Ayer por la madrugada falleció el papa Francisco I, antes conocido como Jorge Bergoglio. Antier había recibido a J. D. Vance, vicepresidente gringo, orgulloso converso al catolicismo y una de las personas más mezquinas sobre la faz de la tierra. Tanto así que Francisco lo mandó primero con el cardenal Pietro Parolin para que éste le diera una lección de caridad cristiana alrededor de los pobres y los migrantes.
Francisco fue nombrado papa hace 12 años, luego de la inusual renuncia de su antecesor, el seco conservador Benedicto XVI, quien fracasó en su tibio intento de enfrentar al monstruo de los abusos sexuales en el seno de la Iglesia por quererle evitar a la institución todo escándalo, impidiendo todo castigo, toda justicia para los perpetradores. El primer latinoamericano y el primer jesuita en llegar al puesto, Francisco quiso revitalizar un rebaño envejecido y apático, decepcionado por la indiferencia elitista de sus pastores para con los humanos de carne y hueso: es asombrosa la cantidad de cardenales y de obispos de raíces no caucásicas nombrados por él —más de la mitad del colegio cardenalicio, ese que elegirá a su sucesor—, así como su tendencia a abordar temas históricamente censurados y su desprecio por la pompa y la arrogancia de la curia.
A pesar de sus aparentes buenos deseos, Francisco nunca salió de esa cómoda zona de contradicción donde se estableció desde que fue cabeza de la Iglesia en la Argentina de las dictaduras militares, a las cuales nunca condenó ni enfrentó a pesar de identificarse con los modelos políticos izquierdistas: durante su papado pidió tolerancia para los homosexuales, al tiempo que cabildeaba para retirarles protecciones y derechos ante el Estado italiano; habló de repensar el celibato sacerdotal y de extenderle la comunión a las parejas en unión libre, así como de ampliar el papel de las mujeres en la curia, sin jamás actuar para lograr cambios sustantivos al respecto; pidió una y otra vez perdón a los sobrevivientes de abusos y disolvió la cuestionada orden peruana del Sodalicio, pero a las víctimas del poderoso cardenal McCarrick las atacó públicamente antes de retirarlo del sacerdocio, y lo mismo hizo con el obispo chileno Juan Barros Madrid, defensor a su vez a capa y espada del popular cura Fernando Karadima, quien, luego de haber violado a decenas de niños por décadas, finalmente fue enviado a “una vida de oración y penitencia”, pero jamás a enfrentar la justicia: la reunión pastoral de 2019, a la que el papa citó específicamente para proteger a la niñez de los abusos clericales, enfatiza en su documento final que de ninguna manera se requiere que los obispos reporten los crímenes de sus curas a la justicia terrena.
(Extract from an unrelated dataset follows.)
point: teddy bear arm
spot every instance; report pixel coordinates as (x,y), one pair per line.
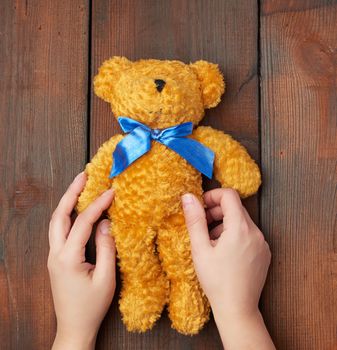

No puedo saber si el siguiente papa va a ser liberal, conservador o moderado, carismático o adusto, dogmático o reformador. Lo que sí sé es que, por el camino que sea, va a llegar a Roma y, como han hecho casi todos sus 260 y tantos antecesores, en el trono de San Pedro se va a atornillar a lomo de su grey, por derecho divino, hasta que la muerte los separe.